Can you hear your neighbour moving around beneath you?
Is their TV and conversation audible? Do you hear doors closing and taps running?
The separating floor in most London homes will be the weakest plane between dwellings.
Is there any insulation in your floor cavities?
Are there gaps between your floorboards and holes around your service pipes?
Installing soundproofing will dramatically reduce a lot of unwanted noise.
What type of floor structure do you have?
Traditional Timber Frame Separating Floor
A timber joist floor construction supports the ceiling below and the floorboards or floor panels above. This is a light weight, yet flexible surface with low mass and very poor noise and vibration insulation.
A cavity space exists between the structural joists where electrical cables and plumbing pipes are located. The cavity space in many London homes is often unfilled and can potentially act like a sound box, amplifying noise from either above or below.
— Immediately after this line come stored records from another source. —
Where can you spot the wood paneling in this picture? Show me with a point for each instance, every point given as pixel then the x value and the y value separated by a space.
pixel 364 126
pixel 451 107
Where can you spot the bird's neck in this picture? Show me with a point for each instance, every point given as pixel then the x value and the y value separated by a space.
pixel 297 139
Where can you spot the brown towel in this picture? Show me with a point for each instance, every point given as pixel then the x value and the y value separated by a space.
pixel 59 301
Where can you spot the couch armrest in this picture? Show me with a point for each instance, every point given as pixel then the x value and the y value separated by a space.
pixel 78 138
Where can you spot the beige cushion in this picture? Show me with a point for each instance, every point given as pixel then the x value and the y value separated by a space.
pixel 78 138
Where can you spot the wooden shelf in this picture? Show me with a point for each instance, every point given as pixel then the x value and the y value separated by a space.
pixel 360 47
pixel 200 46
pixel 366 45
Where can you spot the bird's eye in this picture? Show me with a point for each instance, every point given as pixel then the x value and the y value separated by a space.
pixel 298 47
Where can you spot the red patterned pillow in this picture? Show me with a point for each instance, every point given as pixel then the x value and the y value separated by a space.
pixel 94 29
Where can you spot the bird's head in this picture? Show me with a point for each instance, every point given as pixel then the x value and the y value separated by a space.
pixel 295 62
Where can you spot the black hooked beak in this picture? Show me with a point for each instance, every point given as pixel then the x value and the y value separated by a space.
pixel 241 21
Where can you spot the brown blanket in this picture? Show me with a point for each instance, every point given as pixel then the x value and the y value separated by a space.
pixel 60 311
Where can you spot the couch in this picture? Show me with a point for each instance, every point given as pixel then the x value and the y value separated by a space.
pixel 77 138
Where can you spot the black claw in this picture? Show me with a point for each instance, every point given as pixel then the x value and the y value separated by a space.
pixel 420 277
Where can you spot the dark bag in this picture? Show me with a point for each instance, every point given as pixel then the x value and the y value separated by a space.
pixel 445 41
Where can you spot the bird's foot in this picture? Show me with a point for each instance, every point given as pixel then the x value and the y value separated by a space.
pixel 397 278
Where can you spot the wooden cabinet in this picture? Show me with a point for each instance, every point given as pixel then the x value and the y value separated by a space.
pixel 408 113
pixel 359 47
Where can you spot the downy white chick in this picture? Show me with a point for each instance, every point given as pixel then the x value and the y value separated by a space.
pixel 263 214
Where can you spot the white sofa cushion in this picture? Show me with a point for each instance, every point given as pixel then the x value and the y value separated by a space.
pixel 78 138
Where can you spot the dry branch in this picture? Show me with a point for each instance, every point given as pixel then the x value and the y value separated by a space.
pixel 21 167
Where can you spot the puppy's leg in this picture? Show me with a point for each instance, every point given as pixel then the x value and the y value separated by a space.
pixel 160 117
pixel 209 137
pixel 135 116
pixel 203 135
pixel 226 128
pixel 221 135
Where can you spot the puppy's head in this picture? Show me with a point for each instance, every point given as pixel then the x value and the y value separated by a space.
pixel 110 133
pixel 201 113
Stripped pine floorboards with gaps between them open up this cavity space to the overlying property. If you add into this the current desire for multiple recessed lights in the ceiling below, you have a situation where there is nothing but air between two separate dwellings. TV, phones ringing, radios, normal conversation and even cooking smells will drift unchecked up and down.
The solution is to fill up the floor cavity with insulation, plug all the holes, add mass to the separating floor structure, provide compression with a quality acoustic board and or underlay and install fitted carpets.
A fitted carpet will potentially absorb up to 20% of the incident sound created within a space. Incident sound is that which is directly received from the noise source, as distinguished from sound that is reflected from a hard surface. Sound waves repeatedly bounce off surfaces until finally being absorbed into those surfaces. All that sound energy will be turned into heat or will agitate the air molecules on the other side of the surface and sound will be transmitted.
Modern residential buildings and commercial floor spaces are often constructed using steel and concrete. The separating floors are either poured reinforced concrete or beam and block with concrete screed. The floor mass is generally good with better sound insulation than traditional timber floors. It is important to understand however that services ( water,gas, electricity and waste pipes) often run in service ducts hidden from view and these ducts connect between the separating floors and this is the path that sound can filter between seemingly solid enclosed spaces.
Concrete and steel can still transmit and radiate sound waves, this is called structural borne sound. By installing soundproofing linings to floors, walls and ceilings it is possible to effectively contain noise within a space or assist in reducing the effect of noise transmission from adjacent spaces.